Review: Thom Pain – Based On Nothing (Sydney Independent Theatre Company)

Auditorium_American-issue_TVenue: Old Fitzroy Theatre (Woolloomooloo NSW), May 5 – 10, 2014
Playwright: Will Eno
Director: Julie Baz
Actor: David Jeffrey

Theatre review (originally published at auditoriummag.com)
Thom Pain (Based On Nothing) is about fear, loss and loneliness. Will Eno depicts a state of sadness that is genuine in its erratic complexity, but also joyful and humorous in its profound observations. Thom Pain is a man who has experienced disappointments, and he knows what betrayal and injustice feels like. Eno’s script expresses the process that one needs to go through in order to emerge renewed and strengthened, but Pain has not yet found that enlightenment.

His struggle is the flesh and blood of this work, and a representation of a condition of being that is too easily forgotten. The human capacity to leave pain behind after it subsides, makes this a valuable piece of rumination. We get over things and move on, but Pain’s very presence demonstrates some of the intricacies of our coping mechanisms, and watching them in action is fascinating. The writing has a rambling incoherence that seems theatrical, but also poignantly realistic. We are rarely clear of mind at troubled times, and Eno utilises that natural inability to make sense of things, to great dramatic effect. Everything is strange yet familiar. The audience observes the peculiarity of Pain’s behaviour, while feeling a close affinity to the character.

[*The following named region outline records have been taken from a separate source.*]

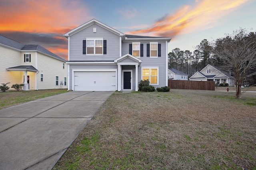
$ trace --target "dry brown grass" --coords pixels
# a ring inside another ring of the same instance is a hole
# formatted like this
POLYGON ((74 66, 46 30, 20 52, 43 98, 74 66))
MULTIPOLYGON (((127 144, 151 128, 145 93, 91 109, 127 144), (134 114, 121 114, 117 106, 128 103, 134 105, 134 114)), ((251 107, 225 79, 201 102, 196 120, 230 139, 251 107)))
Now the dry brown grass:
POLYGON ((114 93, 54 169, 256 167, 256 93, 114 93))

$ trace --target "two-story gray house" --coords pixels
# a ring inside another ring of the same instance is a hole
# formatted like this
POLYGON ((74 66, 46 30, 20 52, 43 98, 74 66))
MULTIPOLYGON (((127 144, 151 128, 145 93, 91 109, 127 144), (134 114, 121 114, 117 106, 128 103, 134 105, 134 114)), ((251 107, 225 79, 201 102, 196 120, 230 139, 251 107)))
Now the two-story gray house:
POLYGON ((64 34, 68 89, 138 90, 141 80, 168 86, 169 38, 125 35, 93 19, 64 34))

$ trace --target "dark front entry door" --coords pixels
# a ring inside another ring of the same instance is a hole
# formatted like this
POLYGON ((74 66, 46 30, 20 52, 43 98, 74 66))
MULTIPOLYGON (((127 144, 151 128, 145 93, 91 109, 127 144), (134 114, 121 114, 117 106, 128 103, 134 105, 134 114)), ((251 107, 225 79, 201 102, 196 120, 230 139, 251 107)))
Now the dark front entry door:
POLYGON ((124 89, 131 89, 131 72, 124 72, 124 89))

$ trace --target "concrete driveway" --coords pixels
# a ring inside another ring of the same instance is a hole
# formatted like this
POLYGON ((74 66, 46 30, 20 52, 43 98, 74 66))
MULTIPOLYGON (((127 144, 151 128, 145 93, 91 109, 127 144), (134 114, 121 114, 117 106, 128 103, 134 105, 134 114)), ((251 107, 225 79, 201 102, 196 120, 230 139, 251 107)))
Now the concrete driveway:
POLYGON ((0 169, 51 169, 113 92, 71 92, 0 110, 0 169))

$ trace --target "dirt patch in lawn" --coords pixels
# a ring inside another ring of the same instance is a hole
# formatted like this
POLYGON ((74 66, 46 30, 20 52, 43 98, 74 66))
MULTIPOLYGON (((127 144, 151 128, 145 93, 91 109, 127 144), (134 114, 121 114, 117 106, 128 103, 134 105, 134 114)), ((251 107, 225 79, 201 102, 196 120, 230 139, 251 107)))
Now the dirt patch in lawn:
POLYGON ((234 96, 115 93, 54 169, 254 169, 256 93, 234 96))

Thom Pain (Based On Nothing) is a work of art that cuts deeply and meaningfully, revealing an image of our own humanity through a mirror that is rarely uncovered. It is also a work of excellent entertainment, with performer David Jeffrey providing the one-man show considerable pathos and a very charming whimsy. In spite of his considerable actorly talents, Jeffrey brings a quality of diffidence to the stage that gives his character an authenticity that we not only warm to, but almost feel protective towards. The text’s unconventional structure risks alienating its audience, but we care for the man Jeffrey creates, and he makes us sit and listen intently.

He is very funny, and very wry. He wallows, but he is also self-effacing. He plays with our emotions, taking them on an unpredictable and haphazard journey, to all the spaces we messily label “mixed emotions”. Jeffrey’s achievement however, goes further than succeeding in making us laugh and cry. The actor’s portrayal of melancholy is so charged with vulnerability, it reminds us of feelings we bury deep within. The same ones we can sense in our bodies almost everyday but are rarely allowed to surface. Jeffrey makes that pain emerge with a quiet wonder, and in the safety of the theatre, we encounter the closest friend of all, our own broken hearts.

Melancholia is the overriding tone, and perhaps theme, of the show. Director Julie Baz creates an atmosphere thick with moody pensiveness, and it is seductive. The evocative and beautiful underscoring music is a selection of pieces from Sergey Akhunov’s Big Elegy To John Cage, which contribute greatly to the production’s introspective texture. Melancholy visits us all and people relate to it in different ways, ranging from repulsion to pleasure. Accordingly, the production’s appeal would vary according to tastes, but the liberal amount of comedy intelligently added to Baz’s weighty microcosm, ensures that the work speaks to many.

It is often too easy to overindulge in lengthy well-written passages, putting too much trust on the words to work their own magic. Baz is conscious of the pitfalls of extended monologues and wisely encourages the actor to embellish with movement, both exaggerated and subtle, resulting in a performance that is energetic and optically dynamic. The use of space is similarly active, but stage design is overly minimal due to Eno’s specifications. He believes that “there is a humility about theatre and life in the script; it should be there in the production, too.” This is a persuasive argument, but it is also true that the script could benefit from greater visual flourish and imagination. Pain talks about magic, and there are moments where our eyes wish for something slightly fantastical to materialise.

The view inside Pain’s mind is bittersweet, truthful, and scarred, and therefore beautiful. His story is hopeful, yet he seems oblivious to the good around him, and inside of himself. Blinded by fear and dejection, he is a whirling dervish in search of salvation. For us, his magnificent dance is a spiritual lift, and we desire only the best for him, in the trust that a new dawn is always on the approach.